Ukraine crisis: Biden wins the diplomatic war in Europe |  International

Joe Biden and Vladimir Putin met face to face for the first time in March 2011, in Moscow. The first was then vice president of the United States and had the mission of convincing the Russian — prime minister, at the time — that he should not fear the new deployment of missile launchers in Europe, which were intended to intercept possible attacks from Iran. Biden recalled that when George W. Bush met Putin, he said he had looked into his eyes and caught “an insight into his soul.” Biden found nothing during that fruitless appointment. When he finished, he smiled at his host and said: “Mr. Prime Minister, I am looking you in the eye. I don’t think you have a soul.” The other replied: “I see we understand each other.”

The Crimean War would break out three years later. Biden had seen first-hand the protests against the pro-Russian government during a trip to kyiv and helplessly contemplated the subsequent illegal annexation of that peninsula. Then the breaches of the Minsk treaty. He was hung up on the phone by the Ukrainian crisis last Thanksgiving that he spent with his son Beau, sentenced for cancer. The Democrat recounts all these episodes in Promise Me, Dad, a memoir of the year of Beau’s fight against the tumor, which coincided with the deliberation on running for the 2016 presidential elections. In them, Putin is an omnipresent character. Beau died in 2015. Biden did not appear in the elections. Then came Donald Trump.

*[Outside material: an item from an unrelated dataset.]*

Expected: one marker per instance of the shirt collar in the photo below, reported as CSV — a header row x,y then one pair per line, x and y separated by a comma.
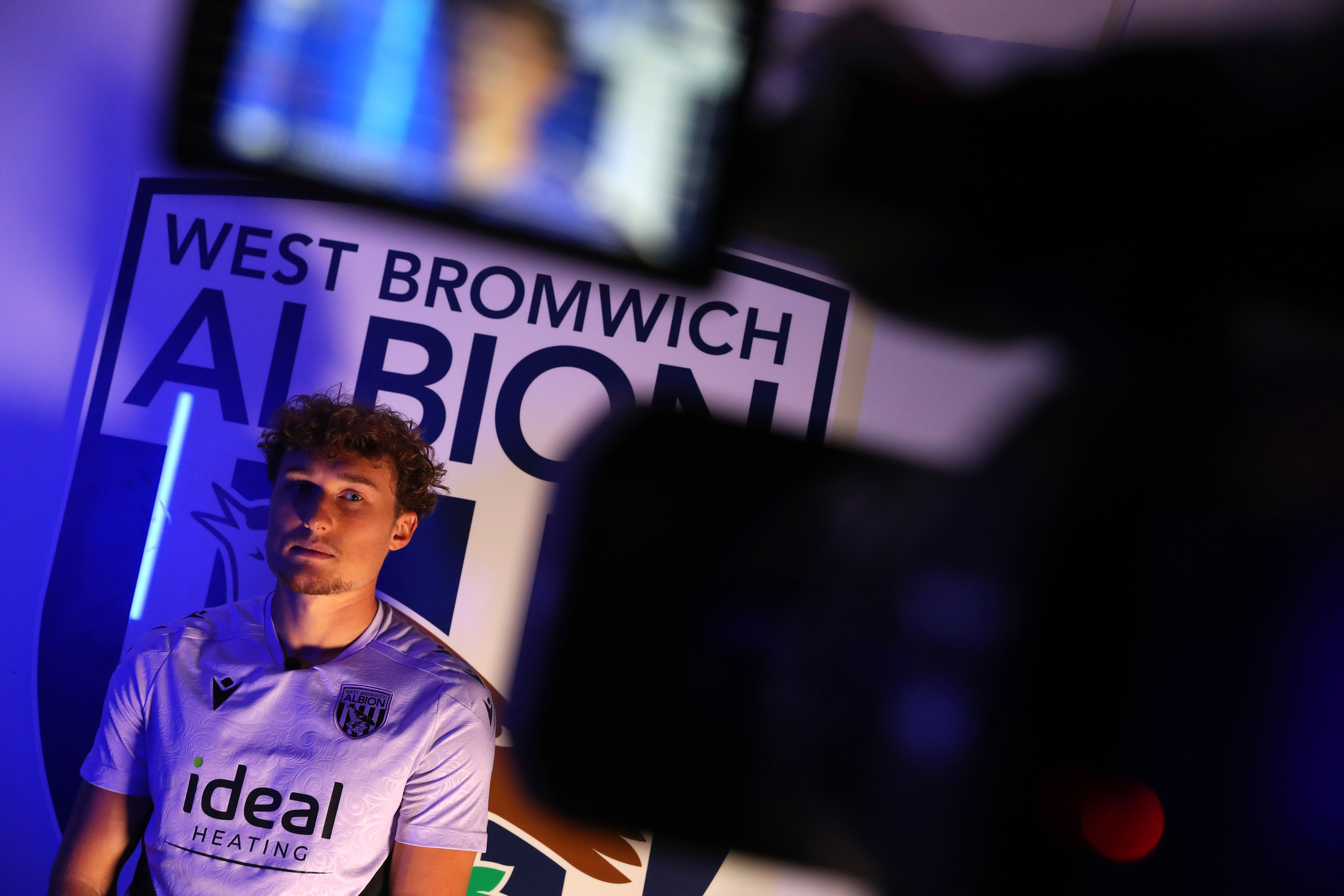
x,y
277,653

The putinologists have established that Ukraine is almost personal to Putin. Putin and Ukraine are also a personal account for Biden. Seven years later, history has brought the political veteran, almost octogenarian, face to face again against one of his black beasts, in the midst of a monumental European crisis. Faced with less promising forecasts, the storm has strengthened the battered transatlantic ties after the stormy Trump era, something that can only be understood from a double movement by Washington.

Biden, who is traveling this week to Brussels and Poland, first launched a risky diplomatic gamble, that of sharing arsenals of intelligence information with European and NATO allies about the Kremlin’s plans, multiplying senior officials’ trips to Europe during the months before the invasion to discuss sanctions. He publicly sounded alarm bells that the attack was imminent. He aired the possible punishments that he would apply. Then, once the war started, he took a step back and gave the leading role to the European partners.